Section 7: Challenges and Future Directions
Heat and Power
Sustaining 6 TB/s requires huge energy: ~6 megawatts per data center
Cooling challenges addressed with immersion cooling and liquid-cooled racks
Environmental Footprint
Compression reduces storage by 70%, reducing environmental impact
DeepSeek invests in carbon offsets and renewable-powered facilities
Beyond 2025: Optical Interconnects
Upcoming upgrades may include optical PCIe lanes
Could raise theoretical throughput to 25 TB/s
Section 8: Implications for Developers and Enterprises
Fine-Tuning on Local Machines
Techniques like LoRA and QLoRA allow users to fine-tune subsets of DeepSeek models without requiring TB/s I/O
On-Demand Inference
Streaming APIs allow real-time retrieval of data from high-throughput backends
Useful for medical, legal, and enterprise applications requiring real-time document parsing
Democratizing AI
Open-source DeepSeek variants are being optimized for consumer-grade GPUs
New formats like "torch.indexed.dataset" allow faster loading even on laptops
Conclusion
Reading 6 TB of data per second isn't science fiction — it's now a benchmark in high-performance AI engineering, thanks to DeepSeek's fusion of software and hardware mastery. This achievement represents a fundamental shift in how we scale large language models, allowing for faster, cheaper, and more intelligent systems.

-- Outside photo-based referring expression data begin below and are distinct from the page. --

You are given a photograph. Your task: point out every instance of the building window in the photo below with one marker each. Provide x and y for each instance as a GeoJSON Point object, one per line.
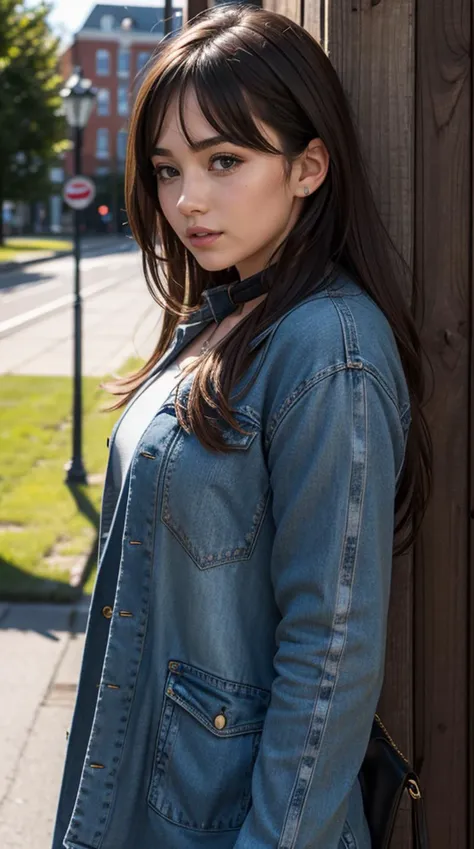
{"type": "Point", "coordinates": [142, 59]}
{"type": "Point", "coordinates": [102, 144]}
{"type": "Point", "coordinates": [107, 23]}
{"type": "Point", "coordinates": [122, 100]}
{"type": "Point", "coordinates": [122, 136]}
{"type": "Point", "coordinates": [102, 63]}
{"type": "Point", "coordinates": [124, 62]}
{"type": "Point", "coordinates": [103, 102]}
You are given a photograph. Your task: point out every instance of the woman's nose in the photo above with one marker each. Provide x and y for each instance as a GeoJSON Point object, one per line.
{"type": "Point", "coordinates": [192, 198]}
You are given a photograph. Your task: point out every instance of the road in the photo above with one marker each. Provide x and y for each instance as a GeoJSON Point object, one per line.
{"type": "Point", "coordinates": [120, 317]}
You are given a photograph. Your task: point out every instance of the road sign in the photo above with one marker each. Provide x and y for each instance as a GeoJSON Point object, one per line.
{"type": "Point", "coordinates": [79, 192]}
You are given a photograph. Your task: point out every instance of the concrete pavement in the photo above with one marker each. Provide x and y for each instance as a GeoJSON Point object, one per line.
{"type": "Point", "coordinates": [41, 651]}
{"type": "Point", "coordinates": [41, 645]}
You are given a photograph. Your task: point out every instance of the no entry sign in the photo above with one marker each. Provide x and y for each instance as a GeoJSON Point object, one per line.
{"type": "Point", "coordinates": [79, 192]}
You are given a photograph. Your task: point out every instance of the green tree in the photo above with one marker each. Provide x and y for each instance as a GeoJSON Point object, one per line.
{"type": "Point", "coordinates": [32, 129]}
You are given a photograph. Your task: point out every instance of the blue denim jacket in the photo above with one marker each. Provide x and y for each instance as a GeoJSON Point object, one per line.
{"type": "Point", "coordinates": [235, 644]}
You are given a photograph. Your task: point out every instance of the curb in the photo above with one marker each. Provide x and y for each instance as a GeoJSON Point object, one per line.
{"type": "Point", "coordinates": [11, 265]}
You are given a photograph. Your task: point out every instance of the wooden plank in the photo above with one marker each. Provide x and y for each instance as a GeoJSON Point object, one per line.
{"type": "Point", "coordinates": [443, 256]}
{"type": "Point", "coordinates": [372, 49]}
{"type": "Point", "coordinates": [290, 8]}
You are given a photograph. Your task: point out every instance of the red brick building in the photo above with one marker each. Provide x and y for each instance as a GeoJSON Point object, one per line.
{"type": "Point", "coordinates": [112, 48]}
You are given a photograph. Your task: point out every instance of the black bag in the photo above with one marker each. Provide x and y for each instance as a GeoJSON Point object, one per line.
{"type": "Point", "coordinates": [384, 776]}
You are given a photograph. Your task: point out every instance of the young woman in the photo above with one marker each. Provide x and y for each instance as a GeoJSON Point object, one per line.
{"type": "Point", "coordinates": [271, 457]}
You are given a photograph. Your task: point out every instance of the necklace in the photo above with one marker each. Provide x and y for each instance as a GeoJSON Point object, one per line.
{"type": "Point", "coordinates": [205, 346]}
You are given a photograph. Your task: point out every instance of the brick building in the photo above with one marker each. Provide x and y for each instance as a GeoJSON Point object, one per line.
{"type": "Point", "coordinates": [112, 48]}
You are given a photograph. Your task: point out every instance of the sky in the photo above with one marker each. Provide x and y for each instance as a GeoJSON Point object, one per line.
{"type": "Point", "coordinates": [69, 15]}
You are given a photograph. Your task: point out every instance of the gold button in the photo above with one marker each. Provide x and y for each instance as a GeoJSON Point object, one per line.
{"type": "Point", "coordinates": [220, 722]}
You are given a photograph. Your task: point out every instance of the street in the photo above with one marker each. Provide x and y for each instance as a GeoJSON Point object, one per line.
{"type": "Point", "coordinates": [120, 318]}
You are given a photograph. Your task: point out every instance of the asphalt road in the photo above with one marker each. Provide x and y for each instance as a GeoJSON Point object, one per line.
{"type": "Point", "coordinates": [120, 318]}
{"type": "Point", "coordinates": [41, 287]}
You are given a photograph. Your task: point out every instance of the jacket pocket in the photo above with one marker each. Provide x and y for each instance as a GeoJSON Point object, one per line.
{"type": "Point", "coordinates": [207, 743]}
{"type": "Point", "coordinates": [214, 503]}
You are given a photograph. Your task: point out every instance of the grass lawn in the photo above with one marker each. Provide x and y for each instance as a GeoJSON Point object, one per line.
{"type": "Point", "coordinates": [47, 528]}
{"type": "Point", "coordinates": [17, 245]}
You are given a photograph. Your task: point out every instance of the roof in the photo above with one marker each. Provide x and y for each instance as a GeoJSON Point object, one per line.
{"type": "Point", "coordinates": [145, 18]}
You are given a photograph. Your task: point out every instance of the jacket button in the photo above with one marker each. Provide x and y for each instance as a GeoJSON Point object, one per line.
{"type": "Point", "coordinates": [220, 722]}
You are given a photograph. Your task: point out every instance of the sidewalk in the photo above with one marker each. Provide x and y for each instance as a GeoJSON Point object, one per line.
{"type": "Point", "coordinates": [41, 645]}
{"type": "Point", "coordinates": [46, 643]}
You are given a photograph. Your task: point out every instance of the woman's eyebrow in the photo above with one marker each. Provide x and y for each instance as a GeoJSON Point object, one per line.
{"type": "Point", "coordinates": [196, 146]}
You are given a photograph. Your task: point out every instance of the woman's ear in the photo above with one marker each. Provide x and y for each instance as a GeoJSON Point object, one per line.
{"type": "Point", "coordinates": [313, 168]}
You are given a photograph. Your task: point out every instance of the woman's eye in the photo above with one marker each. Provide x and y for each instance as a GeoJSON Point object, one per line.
{"type": "Point", "coordinates": [226, 158]}
{"type": "Point", "coordinates": [159, 172]}
{"type": "Point", "coordinates": [228, 163]}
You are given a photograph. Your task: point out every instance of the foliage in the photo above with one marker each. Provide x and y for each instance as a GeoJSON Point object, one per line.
{"type": "Point", "coordinates": [32, 130]}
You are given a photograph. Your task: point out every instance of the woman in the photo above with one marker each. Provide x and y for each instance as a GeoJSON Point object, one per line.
{"type": "Point", "coordinates": [235, 646]}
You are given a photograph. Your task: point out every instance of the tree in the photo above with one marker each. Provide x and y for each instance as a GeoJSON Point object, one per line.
{"type": "Point", "coordinates": [32, 129]}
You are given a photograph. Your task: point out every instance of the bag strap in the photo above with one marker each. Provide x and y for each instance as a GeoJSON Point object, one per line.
{"type": "Point", "coordinates": [420, 830]}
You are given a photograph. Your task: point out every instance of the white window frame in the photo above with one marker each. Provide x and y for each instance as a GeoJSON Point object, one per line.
{"type": "Point", "coordinates": [103, 102]}
{"type": "Point", "coordinates": [102, 151]}
{"type": "Point", "coordinates": [107, 23]}
{"type": "Point", "coordinates": [123, 106]}
{"type": "Point", "coordinates": [142, 62]}
{"type": "Point", "coordinates": [123, 51]}
{"type": "Point", "coordinates": [121, 133]}
{"type": "Point", "coordinates": [102, 55]}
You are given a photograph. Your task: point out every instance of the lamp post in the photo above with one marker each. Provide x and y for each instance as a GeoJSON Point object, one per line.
{"type": "Point", "coordinates": [78, 97]}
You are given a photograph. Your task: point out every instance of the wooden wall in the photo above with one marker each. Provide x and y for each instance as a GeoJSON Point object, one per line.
{"type": "Point", "coordinates": [405, 66]}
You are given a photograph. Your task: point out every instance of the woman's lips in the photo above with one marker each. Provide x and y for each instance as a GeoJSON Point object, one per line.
{"type": "Point", "coordinates": [204, 240]}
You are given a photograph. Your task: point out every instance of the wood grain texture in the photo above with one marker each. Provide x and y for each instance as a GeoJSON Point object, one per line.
{"type": "Point", "coordinates": [443, 263]}
{"type": "Point", "coordinates": [290, 8]}
{"type": "Point", "coordinates": [372, 49]}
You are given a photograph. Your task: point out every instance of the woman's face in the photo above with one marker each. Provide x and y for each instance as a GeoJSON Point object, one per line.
{"type": "Point", "coordinates": [241, 194]}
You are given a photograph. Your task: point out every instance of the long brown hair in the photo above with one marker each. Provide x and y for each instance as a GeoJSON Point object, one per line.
{"type": "Point", "coordinates": [286, 80]}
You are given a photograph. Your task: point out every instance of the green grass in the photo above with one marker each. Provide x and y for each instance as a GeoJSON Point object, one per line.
{"type": "Point", "coordinates": [46, 526]}
{"type": "Point", "coordinates": [17, 245]}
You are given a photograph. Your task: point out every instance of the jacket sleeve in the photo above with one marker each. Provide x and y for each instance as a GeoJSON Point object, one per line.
{"type": "Point", "coordinates": [334, 453]}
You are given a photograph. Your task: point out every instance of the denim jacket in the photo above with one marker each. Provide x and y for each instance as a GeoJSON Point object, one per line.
{"type": "Point", "coordinates": [235, 644]}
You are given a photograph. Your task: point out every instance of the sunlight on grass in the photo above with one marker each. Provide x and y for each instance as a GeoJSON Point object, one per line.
{"type": "Point", "coordinates": [45, 525]}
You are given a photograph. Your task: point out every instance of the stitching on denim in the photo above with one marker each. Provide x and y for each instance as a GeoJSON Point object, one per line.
{"type": "Point", "coordinates": [296, 394]}
{"type": "Point", "coordinates": [245, 728]}
{"type": "Point", "coordinates": [225, 684]}
{"type": "Point", "coordinates": [221, 558]}
{"type": "Point", "coordinates": [334, 655]}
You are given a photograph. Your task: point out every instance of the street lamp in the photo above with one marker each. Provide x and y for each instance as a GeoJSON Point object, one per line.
{"type": "Point", "coordinates": [79, 97]}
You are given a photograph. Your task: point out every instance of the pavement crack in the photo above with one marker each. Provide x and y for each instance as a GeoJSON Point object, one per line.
{"type": "Point", "coordinates": [10, 781]}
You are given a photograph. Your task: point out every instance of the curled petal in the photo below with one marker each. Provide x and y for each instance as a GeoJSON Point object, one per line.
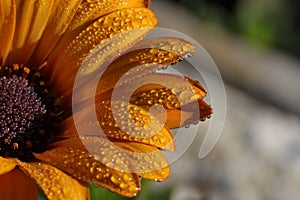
{"type": "Point", "coordinates": [55, 183]}
{"type": "Point", "coordinates": [149, 163]}
{"type": "Point", "coordinates": [6, 165]}
{"type": "Point", "coordinates": [16, 185]}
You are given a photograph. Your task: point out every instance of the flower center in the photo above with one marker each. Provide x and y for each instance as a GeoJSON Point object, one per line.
{"type": "Point", "coordinates": [24, 112]}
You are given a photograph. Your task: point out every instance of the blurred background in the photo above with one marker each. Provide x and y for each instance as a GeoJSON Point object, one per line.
{"type": "Point", "coordinates": [255, 44]}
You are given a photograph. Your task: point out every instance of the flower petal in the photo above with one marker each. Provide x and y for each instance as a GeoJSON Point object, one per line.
{"type": "Point", "coordinates": [188, 114]}
{"type": "Point", "coordinates": [148, 55]}
{"type": "Point", "coordinates": [121, 121]}
{"type": "Point", "coordinates": [15, 185]}
{"type": "Point", "coordinates": [97, 45]}
{"type": "Point", "coordinates": [7, 27]}
{"type": "Point", "coordinates": [91, 10]}
{"type": "Point", "coordinates": [150, 163]}
{"type": "Point", "coordinates": [79, 163]}
{"type": "Point", "coordinates": [62, 13]}
{"type": "Point", "coordinates": [6, 165]}
{"type": "Point", "coordinates": [145, 160]}
{"type": "Point", "coordinates": [55, 184]}
{"type": "Point", "coordinates": [32, 17]}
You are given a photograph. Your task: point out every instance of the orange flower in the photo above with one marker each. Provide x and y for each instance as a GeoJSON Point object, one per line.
{"type": "Point", "coordinates": [43, 45]}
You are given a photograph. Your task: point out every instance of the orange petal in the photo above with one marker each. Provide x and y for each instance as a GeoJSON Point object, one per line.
{"type": "Point", "coordinates": [97, 45]}
{"type": "Point", "coordinates": [15, 185]}
{"type": "Point", "coordinates": [91, 10]}
{"type": "Point", "coordinates": [7, 27]}
{"type": "Point", "coordinates": [189, 114]}
{"type": "Point", "coordinates": [149, 55]}
{"type": "Point", "coordinates": [124, 122]}
{"type": "Point", "coordinates": [79, 163]}
{"type": "Point", "coordinates": [32, 17]}
{"type": "Point", "coordinates": [62, 13]}
{"type": "Point", "coordinates": [150, 163]}
{"type": "Point", "coordinates": [55, 184]}
{"type": "Point", "coordinates": [145, 160]}
{"type": "Point", "coordinates": [6, 165]}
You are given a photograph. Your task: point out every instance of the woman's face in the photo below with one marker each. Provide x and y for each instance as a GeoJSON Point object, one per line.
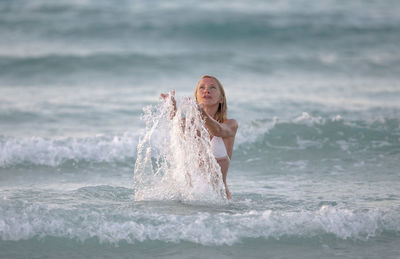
{"type": "Point", "coordinates": [208, 92]}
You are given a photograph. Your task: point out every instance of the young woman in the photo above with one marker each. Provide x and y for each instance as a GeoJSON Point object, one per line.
{"type": "Point", "coordinates": [210, 96]}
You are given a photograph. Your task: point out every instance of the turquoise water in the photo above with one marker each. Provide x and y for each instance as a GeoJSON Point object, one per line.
{"type": "Point", "coordinates": [314, 86]}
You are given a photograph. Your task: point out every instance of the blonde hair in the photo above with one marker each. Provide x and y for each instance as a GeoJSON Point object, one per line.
{"type": "Point", "coordinates": [220, 115]}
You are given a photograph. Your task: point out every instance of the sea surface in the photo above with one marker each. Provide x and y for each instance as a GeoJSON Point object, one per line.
{"type": "Point", "coordinates": [314, 86]}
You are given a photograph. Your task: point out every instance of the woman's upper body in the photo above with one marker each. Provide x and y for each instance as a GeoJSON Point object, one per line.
{"type": "Point", "coordinates": [210, 96]}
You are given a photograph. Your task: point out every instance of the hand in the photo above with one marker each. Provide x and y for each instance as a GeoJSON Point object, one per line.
{"type": "Point", "coordinates": [200, 107]}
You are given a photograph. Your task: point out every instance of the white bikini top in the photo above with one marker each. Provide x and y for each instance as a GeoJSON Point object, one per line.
{"type": "Point", "coordinates": [218, 148]}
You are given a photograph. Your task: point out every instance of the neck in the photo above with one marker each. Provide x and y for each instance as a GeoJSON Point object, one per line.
{"type": "Point", "coordinates": [211, 109]}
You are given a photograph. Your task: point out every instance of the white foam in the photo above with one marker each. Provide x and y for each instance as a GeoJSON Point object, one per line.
{"type": "Point", "coordinates": [174, 157]}
{"type": "Point", "coordinates": [55, 151]}
{"type": "Point", "coordinates": [124, 224]}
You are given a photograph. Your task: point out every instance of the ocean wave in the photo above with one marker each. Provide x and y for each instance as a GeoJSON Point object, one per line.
{"type": "Point", "coordinates": [319, 136]}
{"type": "Point", "coordinates": [59, 151]}
{"type": "Point", "coordinates": [125, 225]}
{"type": "Point", "coordinates": [308, 133]}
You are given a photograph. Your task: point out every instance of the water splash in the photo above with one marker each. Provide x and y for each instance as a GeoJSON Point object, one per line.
{"type": "Point", "coordinates": [174, 157]}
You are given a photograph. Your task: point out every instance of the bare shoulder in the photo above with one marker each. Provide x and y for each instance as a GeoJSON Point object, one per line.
{"type": "Point", "coordinates": [232, 124]}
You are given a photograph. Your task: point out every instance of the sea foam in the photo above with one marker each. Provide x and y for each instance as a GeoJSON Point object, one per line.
{"type": "Point", "coordinates": [174, 157]}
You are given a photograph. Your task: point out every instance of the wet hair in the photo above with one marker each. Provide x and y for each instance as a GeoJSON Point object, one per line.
{"type": "Point", "coordinates": [220, 115]}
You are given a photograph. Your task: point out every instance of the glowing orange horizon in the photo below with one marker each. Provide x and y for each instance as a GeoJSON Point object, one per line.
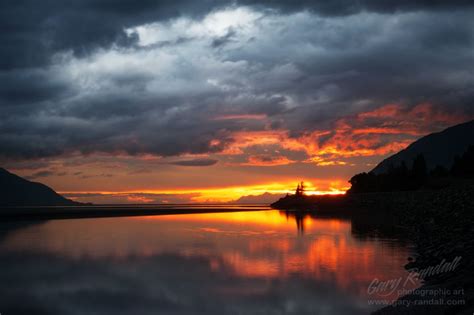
{"type": "Point", "coordinates": [227, 194]}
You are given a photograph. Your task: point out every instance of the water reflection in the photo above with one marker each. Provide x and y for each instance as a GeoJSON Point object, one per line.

As other AI labs begin to adopt similar architectures, one thing is clear: the future of AI won't just be about smarter models — it will be about smarter infrastructure.
"DeepSeek's data pipeline is the nervous system of modern AI — without it, the brain can’t think fast enough."
Let us know if you’d like this article adapted into a visual infographic or translated into Mandarin!